Nexus books at Spruill Gallery tell stories with lessons for the present

burnaway.org, May 5, 2011

 Scott McCarney, In Case of Emergency, 1984. Image courtesy Spruill Gallery.

Scott McCarney, In Case of Emergency, 1984. Image courtesy Spruill Gallery.

In a megalopolitan area that remythologizes its self-image every six months or so, it requires only four or five years for things, people, and institutions to be utterly forgotten. This is not intrinsically bad, since history moves onward and Atlanta has been even more obsessed with newness than the rest of America. The problem comes when the reasons and motivations are forgotten; these tend to be overlooked even when the people and institutions behind them are remembered.

Nexus Press is one such institution, and, while it is unfortunate that it was allowed to go out of existence, it is even more unfortunate that the details of the place’s DIY spirit have slipped into our largely unrecollected history.

The few books on display at Spruill Gallery in the Out of Print exhibition do no more than hint at the accomplishments of an operation that did as much with as few resources as any Atlanta artistic venture I can think of.
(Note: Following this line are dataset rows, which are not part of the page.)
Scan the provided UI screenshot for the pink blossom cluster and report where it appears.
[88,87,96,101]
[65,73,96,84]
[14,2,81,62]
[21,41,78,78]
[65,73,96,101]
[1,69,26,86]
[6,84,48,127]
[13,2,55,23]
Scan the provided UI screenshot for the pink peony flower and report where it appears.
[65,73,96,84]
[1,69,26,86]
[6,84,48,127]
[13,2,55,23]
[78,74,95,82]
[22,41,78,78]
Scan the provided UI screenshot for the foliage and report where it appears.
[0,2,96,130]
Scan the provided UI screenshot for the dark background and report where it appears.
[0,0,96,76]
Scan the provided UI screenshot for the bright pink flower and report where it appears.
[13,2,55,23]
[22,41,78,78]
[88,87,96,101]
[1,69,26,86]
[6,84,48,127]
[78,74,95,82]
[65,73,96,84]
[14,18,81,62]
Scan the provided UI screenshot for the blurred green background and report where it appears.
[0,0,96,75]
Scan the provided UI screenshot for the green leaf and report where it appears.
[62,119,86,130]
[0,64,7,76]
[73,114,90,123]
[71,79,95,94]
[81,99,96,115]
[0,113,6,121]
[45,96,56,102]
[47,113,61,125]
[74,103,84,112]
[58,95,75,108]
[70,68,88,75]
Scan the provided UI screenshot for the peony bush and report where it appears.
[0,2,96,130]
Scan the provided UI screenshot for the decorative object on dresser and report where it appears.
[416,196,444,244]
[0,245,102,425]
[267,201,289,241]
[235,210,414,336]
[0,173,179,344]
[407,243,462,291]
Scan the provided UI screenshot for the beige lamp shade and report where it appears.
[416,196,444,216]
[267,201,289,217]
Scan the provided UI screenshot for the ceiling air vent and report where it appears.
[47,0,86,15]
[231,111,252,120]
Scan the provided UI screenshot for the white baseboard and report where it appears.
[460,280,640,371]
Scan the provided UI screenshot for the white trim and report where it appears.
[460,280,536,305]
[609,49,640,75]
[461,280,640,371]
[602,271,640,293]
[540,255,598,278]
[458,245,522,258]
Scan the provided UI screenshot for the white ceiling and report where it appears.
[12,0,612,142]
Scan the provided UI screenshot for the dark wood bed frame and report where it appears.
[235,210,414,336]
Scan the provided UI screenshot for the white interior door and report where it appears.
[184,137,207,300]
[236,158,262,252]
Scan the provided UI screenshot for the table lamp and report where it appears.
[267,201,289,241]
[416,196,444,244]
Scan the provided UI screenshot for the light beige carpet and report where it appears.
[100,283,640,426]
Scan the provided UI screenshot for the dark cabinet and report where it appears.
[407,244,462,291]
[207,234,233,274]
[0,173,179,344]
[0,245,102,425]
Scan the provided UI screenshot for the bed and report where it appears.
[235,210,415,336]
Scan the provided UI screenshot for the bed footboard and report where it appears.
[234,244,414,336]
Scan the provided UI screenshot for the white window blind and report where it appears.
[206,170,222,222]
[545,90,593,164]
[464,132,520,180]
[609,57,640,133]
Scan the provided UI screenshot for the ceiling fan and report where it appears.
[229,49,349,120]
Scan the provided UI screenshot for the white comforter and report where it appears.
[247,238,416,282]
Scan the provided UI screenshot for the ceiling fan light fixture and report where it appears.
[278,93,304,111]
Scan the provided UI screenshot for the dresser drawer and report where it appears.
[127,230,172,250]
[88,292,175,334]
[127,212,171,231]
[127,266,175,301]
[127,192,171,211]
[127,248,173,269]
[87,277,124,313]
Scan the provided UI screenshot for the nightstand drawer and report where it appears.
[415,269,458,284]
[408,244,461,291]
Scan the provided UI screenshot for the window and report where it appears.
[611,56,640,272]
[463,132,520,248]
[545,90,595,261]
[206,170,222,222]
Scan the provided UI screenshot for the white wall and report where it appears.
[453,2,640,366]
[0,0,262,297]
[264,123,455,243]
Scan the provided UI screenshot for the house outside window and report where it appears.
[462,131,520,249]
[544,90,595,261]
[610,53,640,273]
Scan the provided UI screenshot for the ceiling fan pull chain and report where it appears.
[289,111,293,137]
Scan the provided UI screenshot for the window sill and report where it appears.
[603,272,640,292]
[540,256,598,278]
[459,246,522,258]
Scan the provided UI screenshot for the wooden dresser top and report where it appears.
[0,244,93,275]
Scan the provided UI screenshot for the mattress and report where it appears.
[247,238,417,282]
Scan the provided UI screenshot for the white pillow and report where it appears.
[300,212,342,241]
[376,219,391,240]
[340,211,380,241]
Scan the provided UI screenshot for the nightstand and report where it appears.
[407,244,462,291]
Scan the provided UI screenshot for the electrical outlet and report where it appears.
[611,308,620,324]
Some of its defunct contemporaries are properly honored by present-day incarnations of their motivating spirit — the printmaking passion of the late Wayne Kline’s Rolling Stone Press is echoed in the differently organized Atlanta Printmakers Studio, for example — but Nexus Press’s stubbornly imaginative low-budget combination of low- and high-tech has never quite been equaled since its demise.

 Ruth Laxson, A Hundred Years of LEX FLEX, 2003 (this was the last book produced at Nexus Press). Image courtesy Spruill Gallery.

Ruth Laxson, A Hundred Years of LEX FLEX, 2003 (this was the last book produced at Nexus Press). Image courtesy Spruill Gallery.

Nexus Press circumvented the limitations of older color-separation methods, devised a way of enfolding digital technology into production on equipment designed for a pre-digital age, and frequently completed a number of inventively hand-bound volumes on an as-needed basis (or in volunteers’ spare time). These are stories that need to be heard, and my flawed memory of them isn’t sufficient to recount them accurately.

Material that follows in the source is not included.